ササのないミズナラ林における土壌炭素動態

*小泉晋(筑波大・院・生命環境),南雲亮(筑波大・生物),里村多香美(北大・FSC),廣田充(筑波大・菅セ),鞠子茂(筑波大・院・生命環境)

炭素循環研究のスーパーサイトとして知られている岐阜大学高山試験地のミズナラ林はササ型林床をもち、これが生態系の炭素循環に重要な役割を果たしていることが明らかにされている。特に、ササが土壌炭素動態に与える影響については、生態系の炭素シーケストレーション機能の評価を考える上で極めて興味深い問題である。そこで、ほぼ同じ気候・林齢をもつ長野県菅平のササなしミズナラ林を比較対象として、ササの有無が土壌炭素動態にどのような影響があるのかどうかを検討するための研究を始めた。

50m×50mの調査枠を設け、毎木調査により地上部の現存量と年間生長量を、リタートラップで毎月の低木層から上部のリターフォール量を、地上に設置したリター枠で8月から11月の林床植物リターフォール量を、イングロースコア法で細根生長量・枯死量の季節変化を、エンジン式採土機で地下90cmまでの土壌の炭素含有率及び炭素量を、チャンバー法で4月から12月の土壌呼吸を測定した。

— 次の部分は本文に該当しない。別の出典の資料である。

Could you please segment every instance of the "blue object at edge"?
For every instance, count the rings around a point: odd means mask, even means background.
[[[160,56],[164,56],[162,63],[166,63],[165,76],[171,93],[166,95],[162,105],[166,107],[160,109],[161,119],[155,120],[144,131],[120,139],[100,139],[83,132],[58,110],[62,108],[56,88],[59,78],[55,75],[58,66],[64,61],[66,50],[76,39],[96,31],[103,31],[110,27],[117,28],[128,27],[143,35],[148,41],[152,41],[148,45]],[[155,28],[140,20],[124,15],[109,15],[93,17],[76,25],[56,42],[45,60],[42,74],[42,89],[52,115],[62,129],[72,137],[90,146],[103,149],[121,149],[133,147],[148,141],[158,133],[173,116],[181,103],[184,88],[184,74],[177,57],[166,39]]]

植物体地上部からの年間リターフォール量は2.8tCha-1であった(低木層より上部:2.78tC、林床植物:0.02tC)。これに地下部細根由来の年間枯死量0.15tCを加えると、土壌へ供給された総炭素量は2.95tCとなった。一方、土壌呼吸から推定された年間の従属栄養生物呼吸量は2.71tCであった。結果、ササのない菅平ミズナラ林土壌では、2007年に0.24tCの炭素が蓄積されたことが明らかとなった。この値はササ型林床をもつ高山ミズナラ林土壌よりも0.56tC小さかった。両地点の気候・林齢に差異がないことから、この違いはササの有無による可能性がある。この点について今後検討していく予定である。